I feel so small today. Tiny bones and tired muscles and tissue-paper lungs. Walking from the train with my lunch curled up in my arm I was a wisp trying to be large enough to breathe. So far this week I have been filled to the brim via most of my orifices with barium or contrast fluid, sacrificed a bit of blood to lab vampires, had my guts and lungs viewed through various magic mirrors, had so very many strangers examine/poke/assault my private areas, and watched "Law & Order" and "Friends" re-runs for 5 hours while curled in the fetal position on an ER bed. It is Wednesday. Tomorrow is pre-op for butt surgery next Tuesday and then I refuse to do anything medical but take my antibiotics all weekend.
I used to be tired a lot. I worked hard, so it seemed reasonable to be immobile all evening after work and through most of the weekend. I fell victim to infection easily my whole life, and that often contributed to my fatigue. I did so much to get tired, though. Work was eight-to-ten hours a day, I was learning to surf, I walked everywhere. Now I wake up tired. Surgery was almost seven months ago, and there is just no bouncing back. The trauma of it has left cascading maladies in its wake and shone a light on Myelodysplastic Syndrome I didn't even know I had. My time is now marked by doctor visits and lab tests and meetings where I beg Social Security and DHS to help me keep my head above water just enough to get through my impending bone marrow transplant. Even without influenza for most of May or some mystery mass that make bowel evacuation about as fun as sitting on a wrought iron fencepost, I would be exhausted from my full-time job as an almost-cancer patient. I haven't even started chemo yet.

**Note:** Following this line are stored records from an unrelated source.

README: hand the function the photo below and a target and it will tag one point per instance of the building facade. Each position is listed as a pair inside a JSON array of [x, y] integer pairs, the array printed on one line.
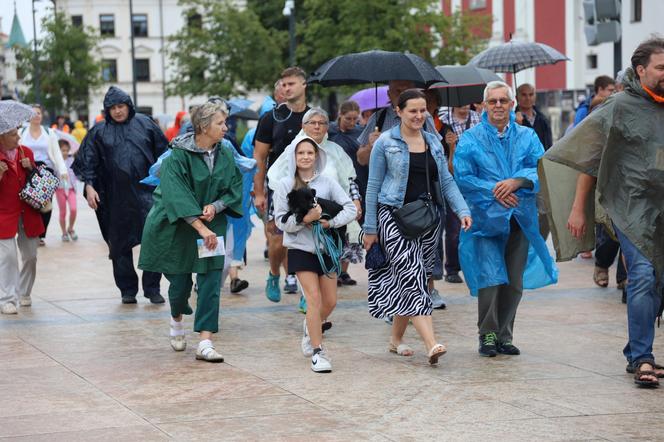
[[560, 24], [153, 22]]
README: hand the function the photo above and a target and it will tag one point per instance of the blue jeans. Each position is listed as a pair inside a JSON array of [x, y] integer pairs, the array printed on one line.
[[643, 301]]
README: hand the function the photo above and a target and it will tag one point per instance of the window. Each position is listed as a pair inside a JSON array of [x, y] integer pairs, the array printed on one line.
[[107, 25], [195, 21], [139, 23], [636, 10], [109, 70], [142, 69], [477, 4]]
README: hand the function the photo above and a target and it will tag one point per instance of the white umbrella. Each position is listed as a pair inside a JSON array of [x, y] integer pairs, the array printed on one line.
[[13, 114]]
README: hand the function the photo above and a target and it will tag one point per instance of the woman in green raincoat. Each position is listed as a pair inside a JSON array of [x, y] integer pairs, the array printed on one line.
[[199, 181]]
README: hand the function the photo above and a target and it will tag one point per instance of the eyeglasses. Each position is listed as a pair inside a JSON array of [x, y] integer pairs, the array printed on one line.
[[316, 123], [494, 101]]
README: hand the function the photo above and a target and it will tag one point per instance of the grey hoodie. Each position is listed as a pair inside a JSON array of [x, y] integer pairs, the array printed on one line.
[[300, 236]]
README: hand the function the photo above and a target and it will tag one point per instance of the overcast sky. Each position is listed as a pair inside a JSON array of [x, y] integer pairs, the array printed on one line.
[[24, 11]]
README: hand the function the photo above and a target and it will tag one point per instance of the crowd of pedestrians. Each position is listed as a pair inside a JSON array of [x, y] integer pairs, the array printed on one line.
[[428, 192]]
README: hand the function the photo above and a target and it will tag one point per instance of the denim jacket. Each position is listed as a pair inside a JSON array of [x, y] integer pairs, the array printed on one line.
[[388, 176]]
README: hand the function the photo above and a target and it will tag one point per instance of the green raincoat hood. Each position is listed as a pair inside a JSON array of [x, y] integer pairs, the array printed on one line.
[[622, 144]]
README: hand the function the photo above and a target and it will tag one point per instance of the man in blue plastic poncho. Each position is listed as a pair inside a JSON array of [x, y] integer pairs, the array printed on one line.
[[495, 166]]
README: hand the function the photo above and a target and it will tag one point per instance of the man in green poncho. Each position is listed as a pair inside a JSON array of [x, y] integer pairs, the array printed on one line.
[[620, 147]]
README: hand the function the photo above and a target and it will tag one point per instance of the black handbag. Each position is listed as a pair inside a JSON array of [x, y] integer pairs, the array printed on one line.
[[418, 217]]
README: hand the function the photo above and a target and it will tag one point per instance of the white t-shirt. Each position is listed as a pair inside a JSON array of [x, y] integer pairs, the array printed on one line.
[[38, 146]]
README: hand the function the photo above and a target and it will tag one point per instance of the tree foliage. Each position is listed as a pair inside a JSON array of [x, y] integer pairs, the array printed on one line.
[[222, 51], [234, 50], [68, 71]]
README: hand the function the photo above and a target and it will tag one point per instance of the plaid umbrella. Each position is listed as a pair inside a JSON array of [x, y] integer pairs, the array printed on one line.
[[13, 114], [515, 56]]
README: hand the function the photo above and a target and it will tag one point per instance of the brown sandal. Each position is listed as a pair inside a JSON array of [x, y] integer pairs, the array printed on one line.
[[639, 374], [601, 277]]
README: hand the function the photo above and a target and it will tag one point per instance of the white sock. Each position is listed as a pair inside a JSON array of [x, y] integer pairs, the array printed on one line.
[[205, 343], [177, 328]]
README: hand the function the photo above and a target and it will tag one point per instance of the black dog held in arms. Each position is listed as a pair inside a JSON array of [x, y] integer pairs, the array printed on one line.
[[300, 201]]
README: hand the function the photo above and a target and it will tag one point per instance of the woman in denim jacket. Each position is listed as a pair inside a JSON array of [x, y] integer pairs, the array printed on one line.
[[397, 176]]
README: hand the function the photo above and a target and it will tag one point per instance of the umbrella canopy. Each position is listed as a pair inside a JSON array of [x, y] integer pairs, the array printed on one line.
[[375, 67], [73, 142], [515, 56], [366, 98], [13, 114], [239, 108], [465, 84]]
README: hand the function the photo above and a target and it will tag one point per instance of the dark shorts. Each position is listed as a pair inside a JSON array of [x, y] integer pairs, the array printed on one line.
[[301, 261]]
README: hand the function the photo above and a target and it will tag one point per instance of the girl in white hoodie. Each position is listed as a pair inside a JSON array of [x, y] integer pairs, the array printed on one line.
[[305, 164]]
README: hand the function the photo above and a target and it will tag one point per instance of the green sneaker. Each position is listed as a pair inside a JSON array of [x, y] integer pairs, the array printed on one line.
[[488, 345], [272, 290], [303, 305]]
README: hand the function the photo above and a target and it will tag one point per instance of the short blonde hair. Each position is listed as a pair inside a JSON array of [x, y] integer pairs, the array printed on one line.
[[201, 117]]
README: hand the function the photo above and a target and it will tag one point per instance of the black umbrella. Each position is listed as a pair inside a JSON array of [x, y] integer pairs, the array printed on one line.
[[375, 67], [515, 56], [465, 84]]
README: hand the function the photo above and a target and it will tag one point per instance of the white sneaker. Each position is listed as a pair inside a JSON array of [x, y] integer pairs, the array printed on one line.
[[25, 301], [8, 309], [307, 349], [178, 343], [321, 363]]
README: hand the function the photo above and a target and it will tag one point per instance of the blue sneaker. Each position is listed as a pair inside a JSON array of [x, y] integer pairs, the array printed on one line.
[[272, 288], [303, 305]]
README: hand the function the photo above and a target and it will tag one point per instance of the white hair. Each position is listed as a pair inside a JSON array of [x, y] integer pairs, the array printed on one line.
[[498, 85], [313, 112]]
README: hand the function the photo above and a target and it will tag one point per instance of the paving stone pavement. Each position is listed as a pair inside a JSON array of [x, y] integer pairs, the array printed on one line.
[[78, 365]]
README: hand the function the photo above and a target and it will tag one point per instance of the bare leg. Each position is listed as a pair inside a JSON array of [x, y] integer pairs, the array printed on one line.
[[424, 326], [328, 288], [399, 325], [311, 289], [276, 250]]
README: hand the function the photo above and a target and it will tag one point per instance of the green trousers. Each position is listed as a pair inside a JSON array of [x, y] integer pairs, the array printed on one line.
[[207, 303]]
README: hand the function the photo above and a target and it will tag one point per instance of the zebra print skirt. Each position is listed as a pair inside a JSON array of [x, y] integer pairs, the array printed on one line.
[[400, 287]]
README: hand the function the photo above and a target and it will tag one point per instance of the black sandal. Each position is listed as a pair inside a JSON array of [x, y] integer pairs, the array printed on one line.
[[639, 374]]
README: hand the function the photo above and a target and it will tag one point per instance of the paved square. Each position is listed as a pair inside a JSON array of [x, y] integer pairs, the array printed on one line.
[[78, 365]]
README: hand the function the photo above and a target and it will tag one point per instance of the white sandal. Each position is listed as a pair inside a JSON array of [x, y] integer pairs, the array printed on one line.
[[209, 354], [401, 350], [436, 352]]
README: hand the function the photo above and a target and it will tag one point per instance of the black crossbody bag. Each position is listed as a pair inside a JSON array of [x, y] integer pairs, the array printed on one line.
[[421, 216]]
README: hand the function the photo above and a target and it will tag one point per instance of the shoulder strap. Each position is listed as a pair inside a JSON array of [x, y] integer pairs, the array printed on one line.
[[380, 121]]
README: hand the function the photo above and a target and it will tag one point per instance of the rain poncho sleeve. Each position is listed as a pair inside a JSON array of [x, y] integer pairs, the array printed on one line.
[[622, 144], [481, 160]]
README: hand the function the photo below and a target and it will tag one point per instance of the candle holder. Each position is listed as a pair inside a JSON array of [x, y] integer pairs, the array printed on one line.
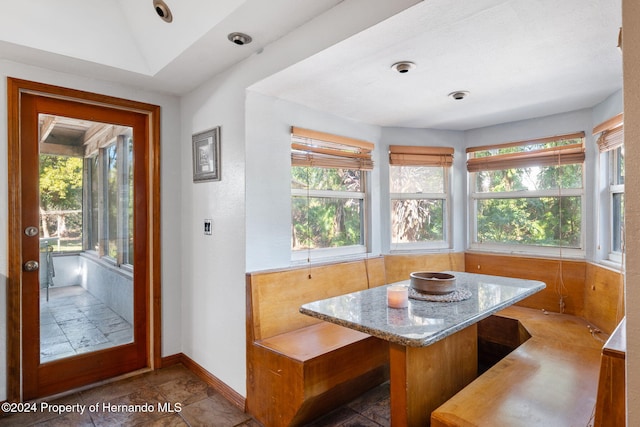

Today I went to DHS's Aging & Disability office to interview for something called presumptive Medicaid. Bronchitis from the flu made me winded and gave me a breathy, Rory Gilmore voice that I hope aided my cause. How can anyone deny medical insurance to a 3/4-sized Rory Gilmore who needs a bone marrow transplant? On my way to the MAX to go home, I picked up some tikka masala and a soda from my favorite food cart and I felt as though I might twirl away, into the air like a puff of smoke while I waited for my order. So small. So broken. So at the mercy of kind, research university doctors and faceless, judging state bureaucrats. I signed over my life laid bare to the bureaucrats today in hopes they would understand this uncommon diagnosis of mine and know that if I could work and pay for my own insurance I surely would. I'll work after my transplant, go to school and be some sort of person who makes enough money to pay for her own- and some random stranger's insurance if they will just help me pay for that new bone marrow that's not covered by my OHSU discount. My lunch was ten times my imagined size, and as I walked home from the train strangers in the street saw a folded newspaper, a can of orange Fanta, and a large container of Indian food being escorted into my building by a non-corporeal consciousness.